As Nelson nearly said, I am a Norfolkwoman and glory in being so, and so for this post I’m going to write a little bit about the Norfolk women who inspire me. Norfolk is a strange county, we’re slightly cut off from the world (the A11 only became a dual carriageway in 2014), and so we tend to go our own way, make our own decisions, and not mind too much when we go against what’s expected of us. This means it was an excellent place to grow up a feminist.

You will note that Margery Kempe is not in this list.
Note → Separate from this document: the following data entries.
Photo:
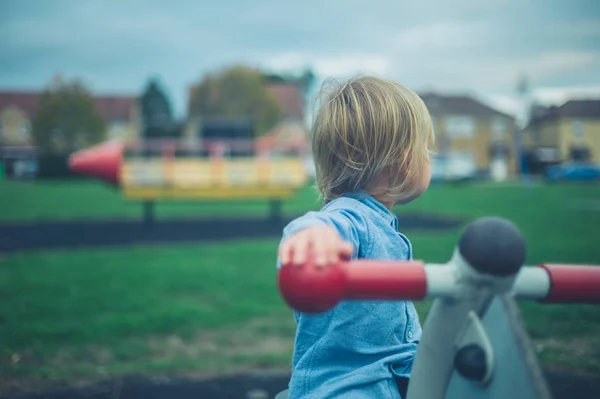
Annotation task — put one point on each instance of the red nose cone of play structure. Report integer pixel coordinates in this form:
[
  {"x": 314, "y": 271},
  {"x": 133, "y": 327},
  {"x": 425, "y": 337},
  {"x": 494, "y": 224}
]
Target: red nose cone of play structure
[
  {"x": 311, "y": 289},
  {"x": 102, "y": 162}
]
Boudicca, Queen of the Iceni

One of the things that has often been underappreciated about women is how often we pick up the reins/pieces when men step down/die. Boudicca became the queen of the Iceni, a British tribe under the rule of the Roman empire in AD43 when her husband, the king Prasutagus died. Instead of letting her or her daughters inherit the kingdom, the Romans took over direct rule of the kingdom, and Boudicca rebelled. The armies she raised destroyed the Ninth Legion, Colchester and London, before being finally beaten by the Romans. So Boudicca lost in the end, but they never captured her, she died before they could.

Julian of Norwich

At times of stress in the Mimbre office (which are, thankfully, infrequent) you might hear me mutter “all shall be well, and all shall be well, and all manner of thing shall be well” under my breath. These are the words of Julian of Norwich, a Christian Mystic who was a contemporary of Margery Kempe and the author of the first book to be written in English by a woman. Julian had several visions of Christ when recovering from a near-fatal illness, and in the opinion of me and my mum, is the real deal (whether or not you believe she was actually being visited by Jesus, she truly believed she was).

Elisabeth Fry

Fry worked to improve prisons, abolish transportation and end slavery. One of the things that strikes me about her is how practical and hands-on she was with her work: she spent the night in prisons and provided prisoners who were to be transported with fabric and needles so they could sew quilts during the journey. She also argued their case with MPs, Queen Victoria and Frederick William IV of Prussia. The work she began is carried on today by amazing organisations like Clean Break.

Edith Cavell

Cavell, a nurse working in Brussels, was shot by a German firing squad on the morning of the 12th October, 1915 after being found guilty of treason for helping many soldiers, British, French and Belgian, out of German-occupied Belgium. It seems she was not interested in which ‘side’ of the war she was on; before her death she said that “patriotism is not enough. I must have no hatred or bitterness towards anyone”. Cavell did what she thought was right without paying much attention to the consequences. I aspire to have her level of bloody-mindedness.

Cathy Dennis

You might not have heard of Cathy Dennis, but you’ve definitely heard her songs. We have Dennis to thank for the pop classics ‘About You Now’ by the Sugababes, ‘Can’t Get You Out Of My Head’ by Kylie Minogue, ‘I Kissed A Girl’ by Katy Perry and ‘Toxic’ by Britney Spears. But I think I’ll finish this post with one of her own top 10 hits ‘Touch Me (All Night Long)’. Enjoy!

And if these women aren’t enough, check out 19th Century sociologist Harriet Martineau, author Anna Sewell and Norwich City Football Club owner and TV chef, Delia Smith.